Derk’s shirt was off because of the heat, and the thumping of his defective heart twitched the few hairs on his chest. Chad hoped that Sharis didn’t notice this; it was the sort of thing she might comment on.
It was fun then, it really was. Sharis was slicing her huge cabbage in the kitchen: a quarter for cabbage rolls, a quarter for coleslaw, and a half for sweet-and-sour soup. Her massive knife flashed and gleamed. She thought of a cabbage seed, sun, water, something-from-nothing. How could anyone doubt the existence of God in a world with eleven-pound cabbages? She wasn’t a religious maniac like her parents (never), or a dopey optimist like Chad, but a cabbage like this gave you hope.

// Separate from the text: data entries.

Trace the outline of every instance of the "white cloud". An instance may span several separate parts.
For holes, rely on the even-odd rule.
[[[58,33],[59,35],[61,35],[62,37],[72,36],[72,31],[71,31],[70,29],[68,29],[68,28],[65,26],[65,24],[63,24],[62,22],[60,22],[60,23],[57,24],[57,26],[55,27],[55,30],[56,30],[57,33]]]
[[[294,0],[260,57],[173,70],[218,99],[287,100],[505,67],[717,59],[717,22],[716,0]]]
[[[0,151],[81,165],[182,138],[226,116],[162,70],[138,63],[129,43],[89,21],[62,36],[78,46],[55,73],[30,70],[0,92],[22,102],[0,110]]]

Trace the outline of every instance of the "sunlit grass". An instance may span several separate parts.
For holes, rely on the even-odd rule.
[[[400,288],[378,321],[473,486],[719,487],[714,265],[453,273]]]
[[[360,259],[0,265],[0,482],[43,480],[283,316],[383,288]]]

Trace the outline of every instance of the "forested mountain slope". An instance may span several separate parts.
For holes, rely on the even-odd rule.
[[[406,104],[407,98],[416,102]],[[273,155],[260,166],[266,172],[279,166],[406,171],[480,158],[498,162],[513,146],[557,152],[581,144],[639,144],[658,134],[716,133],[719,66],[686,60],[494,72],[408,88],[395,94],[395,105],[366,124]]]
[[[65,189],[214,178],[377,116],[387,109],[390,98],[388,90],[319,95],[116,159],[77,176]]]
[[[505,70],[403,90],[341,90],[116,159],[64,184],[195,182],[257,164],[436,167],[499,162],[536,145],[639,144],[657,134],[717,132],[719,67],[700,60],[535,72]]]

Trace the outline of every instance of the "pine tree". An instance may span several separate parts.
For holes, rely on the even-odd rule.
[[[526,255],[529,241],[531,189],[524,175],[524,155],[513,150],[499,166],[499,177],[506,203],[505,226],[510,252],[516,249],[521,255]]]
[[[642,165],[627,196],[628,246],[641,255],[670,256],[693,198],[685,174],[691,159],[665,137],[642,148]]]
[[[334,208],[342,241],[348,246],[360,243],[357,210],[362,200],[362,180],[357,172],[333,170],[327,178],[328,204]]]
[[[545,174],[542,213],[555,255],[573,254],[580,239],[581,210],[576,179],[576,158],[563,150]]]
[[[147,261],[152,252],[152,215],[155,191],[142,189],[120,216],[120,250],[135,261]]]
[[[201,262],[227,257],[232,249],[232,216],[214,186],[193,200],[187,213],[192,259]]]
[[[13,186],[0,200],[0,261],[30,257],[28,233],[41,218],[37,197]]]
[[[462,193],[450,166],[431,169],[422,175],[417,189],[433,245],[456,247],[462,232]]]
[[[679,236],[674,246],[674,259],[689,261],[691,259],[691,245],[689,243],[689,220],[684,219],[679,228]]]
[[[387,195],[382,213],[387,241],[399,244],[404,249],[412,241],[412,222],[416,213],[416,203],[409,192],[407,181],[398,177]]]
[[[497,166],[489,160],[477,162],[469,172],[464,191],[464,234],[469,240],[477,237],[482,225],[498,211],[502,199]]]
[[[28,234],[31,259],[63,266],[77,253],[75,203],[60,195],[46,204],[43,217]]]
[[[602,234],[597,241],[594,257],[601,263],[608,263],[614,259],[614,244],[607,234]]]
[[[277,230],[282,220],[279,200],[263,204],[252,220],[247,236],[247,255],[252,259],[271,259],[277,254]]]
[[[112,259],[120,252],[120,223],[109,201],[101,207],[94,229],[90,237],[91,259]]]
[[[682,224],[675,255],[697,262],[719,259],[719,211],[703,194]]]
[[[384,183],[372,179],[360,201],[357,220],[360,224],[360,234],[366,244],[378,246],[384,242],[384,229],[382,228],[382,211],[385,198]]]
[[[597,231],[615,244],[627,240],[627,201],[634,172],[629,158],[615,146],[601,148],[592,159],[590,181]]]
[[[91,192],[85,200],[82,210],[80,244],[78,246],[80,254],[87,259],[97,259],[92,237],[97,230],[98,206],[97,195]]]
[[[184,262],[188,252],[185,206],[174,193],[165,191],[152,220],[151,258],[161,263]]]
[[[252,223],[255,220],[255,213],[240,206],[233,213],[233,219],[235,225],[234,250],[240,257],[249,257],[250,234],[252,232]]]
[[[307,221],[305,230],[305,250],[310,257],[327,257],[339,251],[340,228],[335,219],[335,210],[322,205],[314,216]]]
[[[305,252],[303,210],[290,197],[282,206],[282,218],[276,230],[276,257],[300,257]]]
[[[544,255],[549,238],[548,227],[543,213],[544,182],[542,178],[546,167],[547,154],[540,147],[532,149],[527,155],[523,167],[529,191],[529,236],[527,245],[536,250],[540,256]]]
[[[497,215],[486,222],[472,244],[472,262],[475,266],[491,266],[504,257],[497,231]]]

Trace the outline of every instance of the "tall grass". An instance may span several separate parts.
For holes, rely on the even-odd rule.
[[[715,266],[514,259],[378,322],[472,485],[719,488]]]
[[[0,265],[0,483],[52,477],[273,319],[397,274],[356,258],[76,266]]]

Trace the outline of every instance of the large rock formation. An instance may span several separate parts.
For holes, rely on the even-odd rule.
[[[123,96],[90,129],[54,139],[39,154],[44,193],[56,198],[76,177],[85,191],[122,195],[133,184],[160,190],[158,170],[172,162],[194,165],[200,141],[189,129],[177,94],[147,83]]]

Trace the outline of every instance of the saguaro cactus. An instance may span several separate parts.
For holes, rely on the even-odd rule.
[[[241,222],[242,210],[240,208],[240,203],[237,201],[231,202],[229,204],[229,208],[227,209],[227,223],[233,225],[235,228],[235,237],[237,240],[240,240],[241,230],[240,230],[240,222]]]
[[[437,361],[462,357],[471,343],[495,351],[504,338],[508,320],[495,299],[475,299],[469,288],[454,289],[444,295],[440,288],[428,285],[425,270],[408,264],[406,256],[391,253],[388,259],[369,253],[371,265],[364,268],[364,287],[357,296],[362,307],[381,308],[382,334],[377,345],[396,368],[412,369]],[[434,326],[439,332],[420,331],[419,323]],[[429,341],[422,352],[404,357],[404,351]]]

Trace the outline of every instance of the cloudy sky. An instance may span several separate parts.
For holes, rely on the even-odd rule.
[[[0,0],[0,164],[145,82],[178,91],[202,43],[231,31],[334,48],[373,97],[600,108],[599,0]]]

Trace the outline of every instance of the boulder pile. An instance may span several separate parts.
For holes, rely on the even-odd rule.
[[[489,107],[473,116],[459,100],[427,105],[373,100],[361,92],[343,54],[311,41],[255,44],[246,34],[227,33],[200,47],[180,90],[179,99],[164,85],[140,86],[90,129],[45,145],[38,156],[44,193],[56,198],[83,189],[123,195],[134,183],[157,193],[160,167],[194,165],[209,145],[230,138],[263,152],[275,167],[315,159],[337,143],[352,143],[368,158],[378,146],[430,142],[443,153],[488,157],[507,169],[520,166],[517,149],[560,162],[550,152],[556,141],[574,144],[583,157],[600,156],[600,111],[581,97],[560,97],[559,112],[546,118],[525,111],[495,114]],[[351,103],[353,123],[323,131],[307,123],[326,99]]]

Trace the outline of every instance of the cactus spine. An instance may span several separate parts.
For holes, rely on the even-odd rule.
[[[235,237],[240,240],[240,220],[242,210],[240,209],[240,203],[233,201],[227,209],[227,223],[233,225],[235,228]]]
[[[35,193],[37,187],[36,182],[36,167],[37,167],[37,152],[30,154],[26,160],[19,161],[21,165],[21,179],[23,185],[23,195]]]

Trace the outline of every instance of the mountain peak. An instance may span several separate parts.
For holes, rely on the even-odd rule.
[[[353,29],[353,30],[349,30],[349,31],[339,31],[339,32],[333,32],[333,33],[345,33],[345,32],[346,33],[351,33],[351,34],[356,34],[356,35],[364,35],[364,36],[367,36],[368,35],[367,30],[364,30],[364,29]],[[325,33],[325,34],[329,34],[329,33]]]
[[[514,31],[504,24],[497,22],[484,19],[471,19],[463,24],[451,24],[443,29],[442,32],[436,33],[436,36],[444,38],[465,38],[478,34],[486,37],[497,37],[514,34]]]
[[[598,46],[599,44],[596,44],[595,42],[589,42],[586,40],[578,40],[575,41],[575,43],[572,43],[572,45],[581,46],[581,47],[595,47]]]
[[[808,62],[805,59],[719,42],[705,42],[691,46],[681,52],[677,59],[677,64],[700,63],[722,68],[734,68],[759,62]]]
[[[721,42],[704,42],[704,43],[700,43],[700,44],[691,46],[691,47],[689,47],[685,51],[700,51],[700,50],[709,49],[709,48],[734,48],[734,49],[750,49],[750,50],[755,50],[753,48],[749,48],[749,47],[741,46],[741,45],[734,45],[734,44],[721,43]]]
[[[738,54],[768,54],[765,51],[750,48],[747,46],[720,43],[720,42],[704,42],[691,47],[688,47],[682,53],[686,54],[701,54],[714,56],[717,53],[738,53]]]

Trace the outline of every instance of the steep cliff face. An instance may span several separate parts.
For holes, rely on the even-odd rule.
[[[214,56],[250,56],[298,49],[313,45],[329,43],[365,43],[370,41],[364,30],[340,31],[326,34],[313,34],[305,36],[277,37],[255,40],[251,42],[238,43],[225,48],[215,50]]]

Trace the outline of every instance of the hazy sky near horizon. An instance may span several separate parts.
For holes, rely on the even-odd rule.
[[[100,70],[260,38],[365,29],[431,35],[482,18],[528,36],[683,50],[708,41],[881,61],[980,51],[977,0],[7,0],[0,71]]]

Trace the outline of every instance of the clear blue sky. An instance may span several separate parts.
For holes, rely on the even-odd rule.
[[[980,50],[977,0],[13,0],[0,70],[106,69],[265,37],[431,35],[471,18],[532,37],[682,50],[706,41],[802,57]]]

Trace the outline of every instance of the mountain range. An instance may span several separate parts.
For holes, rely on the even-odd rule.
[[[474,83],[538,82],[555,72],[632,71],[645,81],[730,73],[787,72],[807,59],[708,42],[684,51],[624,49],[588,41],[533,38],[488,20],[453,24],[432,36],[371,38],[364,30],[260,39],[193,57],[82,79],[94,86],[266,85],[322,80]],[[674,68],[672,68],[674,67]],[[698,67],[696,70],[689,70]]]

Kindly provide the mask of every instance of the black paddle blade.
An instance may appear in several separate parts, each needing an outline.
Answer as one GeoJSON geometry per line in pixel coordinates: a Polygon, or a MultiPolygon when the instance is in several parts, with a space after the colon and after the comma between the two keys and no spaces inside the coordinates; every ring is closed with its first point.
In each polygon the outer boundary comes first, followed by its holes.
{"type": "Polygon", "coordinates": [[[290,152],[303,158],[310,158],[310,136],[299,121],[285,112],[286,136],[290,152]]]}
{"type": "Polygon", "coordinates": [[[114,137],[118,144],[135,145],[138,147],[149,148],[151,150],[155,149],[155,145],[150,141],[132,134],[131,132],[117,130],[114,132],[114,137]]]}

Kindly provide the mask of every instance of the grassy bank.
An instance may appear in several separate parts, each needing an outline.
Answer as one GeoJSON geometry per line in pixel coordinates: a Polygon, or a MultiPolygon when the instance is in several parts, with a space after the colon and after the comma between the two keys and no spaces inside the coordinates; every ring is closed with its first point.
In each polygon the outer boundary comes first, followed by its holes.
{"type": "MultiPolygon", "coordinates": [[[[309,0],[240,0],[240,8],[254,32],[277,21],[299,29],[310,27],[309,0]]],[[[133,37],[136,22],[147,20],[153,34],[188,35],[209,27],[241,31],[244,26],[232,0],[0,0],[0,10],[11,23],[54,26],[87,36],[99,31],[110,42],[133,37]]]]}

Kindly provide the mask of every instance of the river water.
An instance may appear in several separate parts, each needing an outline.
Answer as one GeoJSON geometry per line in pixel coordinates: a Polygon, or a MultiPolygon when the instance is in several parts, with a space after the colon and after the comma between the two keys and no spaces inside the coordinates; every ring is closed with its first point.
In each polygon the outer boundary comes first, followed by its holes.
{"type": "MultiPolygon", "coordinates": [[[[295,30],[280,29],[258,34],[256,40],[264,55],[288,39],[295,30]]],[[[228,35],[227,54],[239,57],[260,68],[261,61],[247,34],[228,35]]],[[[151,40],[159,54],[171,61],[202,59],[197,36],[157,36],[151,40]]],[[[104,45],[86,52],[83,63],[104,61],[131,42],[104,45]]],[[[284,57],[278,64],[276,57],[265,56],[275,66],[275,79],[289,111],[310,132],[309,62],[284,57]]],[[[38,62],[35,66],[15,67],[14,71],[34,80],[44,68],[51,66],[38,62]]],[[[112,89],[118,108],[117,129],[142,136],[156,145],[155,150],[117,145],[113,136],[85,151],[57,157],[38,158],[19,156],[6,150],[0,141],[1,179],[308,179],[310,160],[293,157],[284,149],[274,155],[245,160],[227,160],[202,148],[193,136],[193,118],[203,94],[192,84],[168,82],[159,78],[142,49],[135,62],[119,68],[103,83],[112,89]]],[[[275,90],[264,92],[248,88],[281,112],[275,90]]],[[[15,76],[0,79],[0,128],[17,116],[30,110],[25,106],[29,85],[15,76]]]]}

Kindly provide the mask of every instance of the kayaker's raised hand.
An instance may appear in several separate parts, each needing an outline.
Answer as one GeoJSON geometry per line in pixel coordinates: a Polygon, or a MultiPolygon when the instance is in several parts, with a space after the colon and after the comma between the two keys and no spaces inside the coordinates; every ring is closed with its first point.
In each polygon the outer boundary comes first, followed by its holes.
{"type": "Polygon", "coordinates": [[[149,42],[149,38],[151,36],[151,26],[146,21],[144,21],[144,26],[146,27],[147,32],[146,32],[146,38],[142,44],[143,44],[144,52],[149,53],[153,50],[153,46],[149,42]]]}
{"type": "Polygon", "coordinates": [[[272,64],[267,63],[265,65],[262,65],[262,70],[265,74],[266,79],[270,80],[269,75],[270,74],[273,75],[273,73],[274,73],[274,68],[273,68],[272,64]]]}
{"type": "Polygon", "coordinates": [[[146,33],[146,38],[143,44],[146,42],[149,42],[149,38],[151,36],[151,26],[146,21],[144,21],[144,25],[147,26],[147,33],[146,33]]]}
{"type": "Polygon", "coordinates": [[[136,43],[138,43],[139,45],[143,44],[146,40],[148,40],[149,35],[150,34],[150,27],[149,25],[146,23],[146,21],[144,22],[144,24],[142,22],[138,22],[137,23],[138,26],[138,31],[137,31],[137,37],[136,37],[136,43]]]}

“How you doing with the Calmadol, Derk?” she asked.
His wife didn’t realize, Chad thought, that she intimidated people. She was small—“petite,” people said, “like a little ballet dancer.” When she turned, her dark brown hair spread out shining over her shoulders, and when she was busy or impatient, she would grab the whole great hank of it, twist it around her hand and drop it to the left of her neck. Her lips were full and pink; her brown eyes heavily lashed and often narrowed.
Derk’s mouth jerked, and Chad, thinking of
his friend’s wispy father, his impossible mother, gave Derk a smile and a roll of his eyes. Chad was six foot four and two hundred eighty pounds, but he scared no one. “Make yourself small,” Chad’s mother used to say, marshalling her sons through the crowded aisles of the grocery.
“I’m fine. I’m on the lowest dose,” Derk said, his eyes fixed on the blue table.
“They passed it out up north the day they did the Gridding,” Chad said in a companionable way. “Didn’t give people a choice. Just woke people up, lined them up in the streets, and squirted it in their mouths.” He glanced at Sharis as he spoke, invoking her complicity. She had watched this from a stand of trees twenty feet from her parents’ house, a fact known only to herself and Chad.
“What was wrong with those people?” Derk said. “Why’d they stand there like sheep and take it?”
“Maybe they were stunned, Derk,” Sharis said, her voice rising. “Maybe it was like a dream for them.” Chad shifted in his seat, wondering how much she was going to give away. “Plus, if you wouldn’t open your mouth for the Calmadol, they gave you a shot. Those shots knocked people out.”
“Gridding was the stupidest thing the government ever did,” Derk said. “They wouldn’t be dropping bombs on Shaker Heights if the government hadn’t done that.”
“No one’s dropping bombs on Shaker Heights,” Chad soothed, relieved Derk hadn’t noticed the immediacy of Sharis’s words. “From what I’ve heard, the Cleveland takeover’s been remarkably peaceable. I think the Alliance will be sorry they did it.”
“You may think the Grid’s stupid, but we’re eating,” Sharis said. “For thirteen years we’ve been eating. We’re still eating.” She was parroting Chad’s words, and Chad felt suddenly—uncomfortably—as if she were his child, spouting his ideas in a speech contest.
“Those Africans and the Suds, they don’t eat hardly anything,” Derk said, his animation returning. “That’s how they can run such a big military. I mean, they practically feed all their troops off what they draw from Canada.”